Cette photo prise le 19 janvier 2021 montre le logo du journal régional « Ouest-France », au siège de Nantes.

Les rotatives vont arrêter de tourner, une nuit durant au moins. Le quotidien Ouest-France est touché, jeudi 20 juin, par un mouvement de grève à l’appel de l’intersyndicale qui devrait empêcher l’impression et donc la parution du journal papier daté de vendredi en raison de « l’échec des négociations annuelles obligatoires » (NAO), a appris l’Agence France-Presse de sources syndicales.

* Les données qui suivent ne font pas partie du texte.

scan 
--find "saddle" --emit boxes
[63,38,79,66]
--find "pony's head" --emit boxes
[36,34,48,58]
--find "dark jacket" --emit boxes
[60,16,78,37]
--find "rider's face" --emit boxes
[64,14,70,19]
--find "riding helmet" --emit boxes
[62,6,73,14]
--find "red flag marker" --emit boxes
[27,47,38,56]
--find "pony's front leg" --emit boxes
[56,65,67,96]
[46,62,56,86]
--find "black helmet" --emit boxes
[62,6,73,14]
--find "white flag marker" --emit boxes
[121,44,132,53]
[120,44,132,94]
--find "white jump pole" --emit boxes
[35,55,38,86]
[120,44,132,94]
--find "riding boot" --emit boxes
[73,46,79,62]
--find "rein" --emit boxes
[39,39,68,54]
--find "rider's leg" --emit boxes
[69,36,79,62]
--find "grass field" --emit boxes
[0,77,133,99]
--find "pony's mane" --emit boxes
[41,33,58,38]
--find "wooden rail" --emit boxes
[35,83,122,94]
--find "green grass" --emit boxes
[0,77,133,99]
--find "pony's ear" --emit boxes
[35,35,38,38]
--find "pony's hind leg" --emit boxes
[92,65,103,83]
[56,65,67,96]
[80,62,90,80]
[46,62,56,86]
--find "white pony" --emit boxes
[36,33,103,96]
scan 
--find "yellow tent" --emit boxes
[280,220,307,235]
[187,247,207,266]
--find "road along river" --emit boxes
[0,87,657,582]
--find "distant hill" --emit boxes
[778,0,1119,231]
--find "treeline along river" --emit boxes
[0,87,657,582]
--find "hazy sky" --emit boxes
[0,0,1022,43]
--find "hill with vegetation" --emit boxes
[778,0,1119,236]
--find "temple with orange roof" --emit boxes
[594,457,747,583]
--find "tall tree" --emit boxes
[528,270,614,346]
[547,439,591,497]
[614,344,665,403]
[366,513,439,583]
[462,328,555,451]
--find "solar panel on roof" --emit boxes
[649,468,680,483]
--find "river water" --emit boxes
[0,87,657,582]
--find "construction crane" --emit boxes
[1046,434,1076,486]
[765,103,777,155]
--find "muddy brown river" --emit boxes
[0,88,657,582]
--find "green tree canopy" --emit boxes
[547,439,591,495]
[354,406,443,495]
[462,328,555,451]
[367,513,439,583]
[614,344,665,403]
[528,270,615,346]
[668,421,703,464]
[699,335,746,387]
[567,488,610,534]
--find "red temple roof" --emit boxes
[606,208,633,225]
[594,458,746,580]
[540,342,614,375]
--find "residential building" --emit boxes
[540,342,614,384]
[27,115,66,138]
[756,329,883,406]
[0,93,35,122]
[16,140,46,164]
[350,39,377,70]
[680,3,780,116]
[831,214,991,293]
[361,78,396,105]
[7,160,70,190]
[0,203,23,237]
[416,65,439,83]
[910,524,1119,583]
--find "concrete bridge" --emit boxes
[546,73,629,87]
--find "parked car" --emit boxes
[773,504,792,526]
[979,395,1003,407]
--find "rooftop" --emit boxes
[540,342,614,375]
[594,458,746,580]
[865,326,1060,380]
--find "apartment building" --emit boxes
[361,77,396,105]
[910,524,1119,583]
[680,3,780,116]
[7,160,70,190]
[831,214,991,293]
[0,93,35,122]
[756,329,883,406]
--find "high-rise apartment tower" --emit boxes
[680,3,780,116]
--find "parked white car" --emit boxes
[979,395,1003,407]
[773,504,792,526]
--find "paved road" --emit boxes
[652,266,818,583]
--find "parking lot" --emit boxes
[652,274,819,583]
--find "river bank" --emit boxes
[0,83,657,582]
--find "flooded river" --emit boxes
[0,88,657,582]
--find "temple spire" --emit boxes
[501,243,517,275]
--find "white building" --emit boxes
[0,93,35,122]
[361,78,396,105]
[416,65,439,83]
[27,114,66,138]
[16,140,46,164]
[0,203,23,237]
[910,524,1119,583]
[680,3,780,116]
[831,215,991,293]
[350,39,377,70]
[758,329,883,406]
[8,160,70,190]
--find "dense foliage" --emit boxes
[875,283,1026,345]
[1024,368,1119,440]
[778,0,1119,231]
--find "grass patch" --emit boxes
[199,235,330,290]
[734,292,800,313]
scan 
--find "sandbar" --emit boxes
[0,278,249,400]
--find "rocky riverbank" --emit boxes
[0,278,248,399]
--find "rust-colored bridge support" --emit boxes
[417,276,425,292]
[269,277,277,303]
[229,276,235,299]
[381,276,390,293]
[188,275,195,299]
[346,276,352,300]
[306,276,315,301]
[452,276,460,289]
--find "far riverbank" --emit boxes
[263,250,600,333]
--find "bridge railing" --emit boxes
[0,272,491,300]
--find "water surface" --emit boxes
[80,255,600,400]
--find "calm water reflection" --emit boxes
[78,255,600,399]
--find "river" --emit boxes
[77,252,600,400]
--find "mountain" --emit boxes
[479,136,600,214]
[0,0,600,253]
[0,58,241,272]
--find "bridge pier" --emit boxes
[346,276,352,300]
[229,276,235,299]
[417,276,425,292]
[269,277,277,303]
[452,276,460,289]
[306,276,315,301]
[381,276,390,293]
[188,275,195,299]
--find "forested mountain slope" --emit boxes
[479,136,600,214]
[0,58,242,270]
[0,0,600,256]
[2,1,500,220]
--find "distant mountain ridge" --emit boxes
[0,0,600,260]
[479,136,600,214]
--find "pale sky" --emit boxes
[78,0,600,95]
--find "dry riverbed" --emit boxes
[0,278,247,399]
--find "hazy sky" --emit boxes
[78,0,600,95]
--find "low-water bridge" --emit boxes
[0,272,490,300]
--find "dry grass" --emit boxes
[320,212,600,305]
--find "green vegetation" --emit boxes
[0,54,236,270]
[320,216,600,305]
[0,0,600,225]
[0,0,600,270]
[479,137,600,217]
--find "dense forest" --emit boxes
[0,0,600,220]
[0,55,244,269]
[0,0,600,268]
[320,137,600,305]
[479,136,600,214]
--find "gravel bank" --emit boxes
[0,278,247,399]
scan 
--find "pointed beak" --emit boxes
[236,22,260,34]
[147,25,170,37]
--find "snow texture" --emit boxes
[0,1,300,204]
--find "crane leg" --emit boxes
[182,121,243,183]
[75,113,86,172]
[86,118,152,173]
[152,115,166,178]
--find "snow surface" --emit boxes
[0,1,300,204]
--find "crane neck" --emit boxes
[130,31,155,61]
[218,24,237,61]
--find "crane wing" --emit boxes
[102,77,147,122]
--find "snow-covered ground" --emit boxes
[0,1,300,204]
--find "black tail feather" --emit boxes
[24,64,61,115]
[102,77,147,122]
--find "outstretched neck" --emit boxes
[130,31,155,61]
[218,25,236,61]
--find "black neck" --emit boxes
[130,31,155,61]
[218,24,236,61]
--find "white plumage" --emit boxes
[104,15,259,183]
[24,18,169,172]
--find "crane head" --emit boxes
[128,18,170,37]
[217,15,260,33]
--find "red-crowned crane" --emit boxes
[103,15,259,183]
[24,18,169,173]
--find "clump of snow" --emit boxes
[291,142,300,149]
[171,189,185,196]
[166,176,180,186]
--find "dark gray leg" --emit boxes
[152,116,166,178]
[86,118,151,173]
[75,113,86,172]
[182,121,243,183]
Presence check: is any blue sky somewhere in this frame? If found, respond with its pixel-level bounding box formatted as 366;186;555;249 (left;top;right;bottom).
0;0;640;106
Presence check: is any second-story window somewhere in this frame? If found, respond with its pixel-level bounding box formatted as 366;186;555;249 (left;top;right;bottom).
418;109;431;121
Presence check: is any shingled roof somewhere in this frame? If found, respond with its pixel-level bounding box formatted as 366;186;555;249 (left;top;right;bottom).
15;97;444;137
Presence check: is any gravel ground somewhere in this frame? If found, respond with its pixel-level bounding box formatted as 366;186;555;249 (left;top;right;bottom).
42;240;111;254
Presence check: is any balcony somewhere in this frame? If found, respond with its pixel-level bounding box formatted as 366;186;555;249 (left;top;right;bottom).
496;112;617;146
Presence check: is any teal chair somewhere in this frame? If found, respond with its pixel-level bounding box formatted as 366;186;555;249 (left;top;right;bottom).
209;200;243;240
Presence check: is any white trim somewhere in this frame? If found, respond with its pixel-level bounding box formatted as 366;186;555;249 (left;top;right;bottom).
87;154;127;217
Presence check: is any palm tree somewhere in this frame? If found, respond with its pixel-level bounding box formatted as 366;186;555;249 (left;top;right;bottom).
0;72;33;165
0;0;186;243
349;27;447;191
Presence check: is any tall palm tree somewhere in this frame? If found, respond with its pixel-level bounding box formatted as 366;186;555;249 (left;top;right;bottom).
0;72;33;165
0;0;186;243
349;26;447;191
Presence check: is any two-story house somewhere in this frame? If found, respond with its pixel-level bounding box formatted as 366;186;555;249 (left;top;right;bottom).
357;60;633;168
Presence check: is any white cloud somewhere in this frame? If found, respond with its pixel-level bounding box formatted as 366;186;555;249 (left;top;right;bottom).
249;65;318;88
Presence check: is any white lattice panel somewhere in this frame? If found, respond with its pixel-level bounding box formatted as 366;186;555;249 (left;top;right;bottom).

« Mardi, on a eu une réunion NAO qui a tourné court. La direction a fait état de mauvais résultats pour rejeter nos demandes d’augmentation », a expliqué à l’Agence France-Presse (AFP) Christelle Guibert, représentante du Syndicat national des journalistes (SNJ) à Ouest-France. Concernant les rotativistes, qui assurent l’impression la nuit du journal, « on a eu une assemblée générale hier soir, et on a voté pour la grève la nuit prochaine. Et si on n’a pas de retour [de la direction], on a également voté pour faire grève la nuit suivante », a déclaré à l’AFP Olivier Heurtault, secrétaire général de la section Force ouvrière (FO) des rotativistes.

Un préavis de grève est également envisagé pour le 30 juin, jour du premier tour des élections législatives. « Les discussions se poursuivent, le dialogue n’est pas rompu », a de son côté expliqué Caroline Tortellier, chargée de la communication externe du groupe. Les versions papier du quotidien ne devraient pas sortir des rotatives vendredi, mais « le journal sortira en version numérique », a-t-elle ajouté.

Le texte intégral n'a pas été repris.